O marido coça o saco e troca de canal enquanto ela pega seu uniforme do chão e leva para o cesto no banheiro. Ela volta e se senta ao lado dele sem proximidade, ele não a olha. Ficam ali, imóveis olhando ao programa televisivo, ele pensa na moça do RH que recusa as suas investidas, ela pensa em tanta coisa que não pensa em nada. Foi o que dez anos de matrimônio fizeram com eles. Quando o programa acaba, ele desliga a televisão; vai ao quarto, tira o que sobrou das roupas e as deixa jogadas no chão do quarto. Ela fica mais um tempo sentada na sala, olhando para a mancha ao lado do sofá.
Ele vai se deitar, pergunta se ela não irá dormir, ela dá de ombros e responde que precisa arrumar umas coisas enquanto pega as roupas do chão. Ela enrola até ouvir seu ronco, só então vai se deitar.
Todo dia.
Todo dia.
Todo dia.
Mas não hoje. Hoje a corda do varal arrebentou quando ela colocou um cobertor pesado demais. Hoje ela pegou a escada para arrumar o varal. De cima da escada ela viu a vizinha. Vestes simples, riso frouxo, pés descalços, cabelo curto, olhos castanhos intensos, 18 anos talvez. Enquanto cantava ela fazia vasos de barro. O olhar de Marília se fixou nas mãos marrons, cuidadosas, em torno da massa molenga. Ela queria que a vida lhe tocasse daquela forma. A vizinha não a viu. Ela desceu da escada.

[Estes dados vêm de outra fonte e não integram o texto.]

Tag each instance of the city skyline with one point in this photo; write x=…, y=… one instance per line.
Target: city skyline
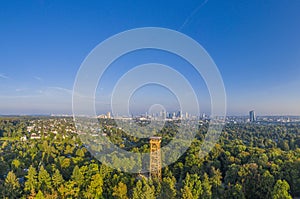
x=254, y=44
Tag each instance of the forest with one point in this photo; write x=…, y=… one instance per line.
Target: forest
x=43, y=157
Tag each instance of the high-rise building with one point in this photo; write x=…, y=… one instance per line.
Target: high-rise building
x=252, y=116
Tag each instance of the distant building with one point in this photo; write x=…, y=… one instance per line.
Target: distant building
x=252, y=116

Fez tudo exatamente como todo dia. Mas seu pensamento estava longe, estava nas mãos sobre o barro, mãos de barro, mãos-barro. Do barro fez-se o homem. Das costelas a mulher? Fez tudo como exatamente toda noite.

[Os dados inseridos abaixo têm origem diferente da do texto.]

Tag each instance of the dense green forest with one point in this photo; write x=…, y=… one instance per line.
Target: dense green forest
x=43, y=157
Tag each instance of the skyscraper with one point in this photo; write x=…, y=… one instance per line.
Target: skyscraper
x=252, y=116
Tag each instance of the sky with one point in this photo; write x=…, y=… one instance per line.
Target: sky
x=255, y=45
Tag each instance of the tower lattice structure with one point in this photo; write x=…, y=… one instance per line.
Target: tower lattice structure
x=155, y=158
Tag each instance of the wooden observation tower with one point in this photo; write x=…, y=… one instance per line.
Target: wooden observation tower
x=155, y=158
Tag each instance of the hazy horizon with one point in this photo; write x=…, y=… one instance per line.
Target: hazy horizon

Não foi assim pela manhã. Pela manhã, Marília não quis ser boneca, não aceitou ser receptáculo. Quando o marido saiu, não comeu, não abriu as janelas. Ficou sentada na beira da cama, no escuro, quieta, silente. Pensava nas mãos, no barro, no sol, no cheiro de amaciante. Ligou para uma tia meio distante, pediu abrigo. Pela manhã, Marília nasceu do barro. Saiu da casca e foi ser vaso, jarro, recipiente para a felicidade – ou tentativa dela.